Com’è noto la polemica sul disegno di legge Cirinnà sulle unioni civili e le adozioni gay è approdata in Città.

Con una nota a firma del movimento “ProgettiAmo Marsala”, dell’UDC e dell’On. Grillo si chiede al Sindaco ed al Consiglio Comunale di prendere posizione sull’argomento, ponendosi in contrasto con la predetta iniziativa parlamentare.

Bene, posto il più totale rispetto per questa opinione, trattandosi di una tematica così delicata, vorrei condividere con voi alcune riflessioni.

Vedete, proviamo a fare un salto nel passato e immergiamoci nel clima della “stagione referendaria” anni settanta.

Anche allora la società, gli intellettuali e la politica si confrontavano sulla regolamentazione di quelle norme concernenti la sfera “privata” e dei diritti.

Anche allora ci si divise, si strumentalizzarono le tematiche forse spinti anche da una certa propensione (tristemente attuale) ad intercettare i desiderata del bacino elettorale di riferimento.

Tuttavia, memorabili le battaglie del Partito Radicale, quella stagione si concluse con il riconoscimento dell’aborto e del divorzio, di fatto proiettando il Paese nella dimensione della modernità, nonostante l’ostruzionismo dell’autorità vaticana.

Chi difendeva il “dogma”, l’assoluta negazione del diritto di una donna a rinunciare alla propria maternità, trascurava il fatto che queste pratiche illegalmente venivano perpetrate clandestinamente dalle “mammane”.

Dimenticavano che il divorzio non regolamentato altro non era che la beffa per tutte quelle donne che in una società fortemente maschilista vivevano la forzosa sudditanza al marito (pensate, il “delitto d’onore” viene abrogato solo nel 1981).

Ma torniamo all’attualità.

Perché la politica per una volta non può intercettare la velocità di una società così dinamica?

Perché ci si ostina ad ostacolare il diritto dell’uomo e della donna ad essere felici?

L’Italia, si sa, è molto indietro rispetto ad altri Paesi in materia di diritti.

In Spagna, Belgio, Olanda, Regno Unito, Islanda, Canada, New York e Washington, solo per citare alcuni Paesi, queste norme sono state già da tempo codificate e l’ordine non è stato sovvertito.

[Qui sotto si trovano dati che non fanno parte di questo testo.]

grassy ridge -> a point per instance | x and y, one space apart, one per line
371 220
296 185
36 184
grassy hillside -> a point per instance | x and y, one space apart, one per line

Chi ha detto che per un bambino è preferibile crescere in un orfanotrofio all’essere adottato da due mamme o due papà?

Chi ha detto che una coppia (omosessuale od eterosessuale) che passa un’intera esistenza insieme, dove l’uno “nella buona e nella cattiva sorte” si prende cura dell’altro non debba vedersi riconosciuti gli stessi diritti di una coppia sposata?

Chi può avere nocumento da questo?

A parte Giovanardi, si intende.

“Ama e fà ciò che vuoi” non lo scrisse l’ultimo dei transgender, ma Sant’Agostino.

Per queste ragioni voglio augurarmi che il Consiglio Comunale del quale faccio parte sappia rigettare le preoccupazioni esposte nel documento di cui sopra.

Non vorrei che fra vent’anni, guardandomi indietro e pensando a questi giorni, mi dovessi ritrovare a realizzare che mentre si provava a costruire una Città più europea, un’ondata di “puritanesimo di ritorno” arroccava questa su concezioni etiche di stampo medioevale.

Come Martin Luther King ognuno di noi ha un sogno.

Personalmente sogno di vivere in una società dove i diritti non siano calpestati.

Dove ogni individuo possa liberamente e svincolato dai condizionamenti di qualunque “dogma” determinare la propria felicità.

Che possa scegliere di costruire la sua vita, di viverla con chi meglio crede (sia esso un albero, una tartaruga od un soggetto dello stesso sesso).

Una società nella quale i bambini possano avere le cure che solo una famiglia felice può dare e dove un uomo malato possa, appellandosi alla sua dignità, scegliere di mettere fine al suo strazio non rimanendo mortificato da una norma che gli impedisce di staccare la spina delle sue sofferenze.

Ma per questo, in fondo, c’è sempre la Svizzera.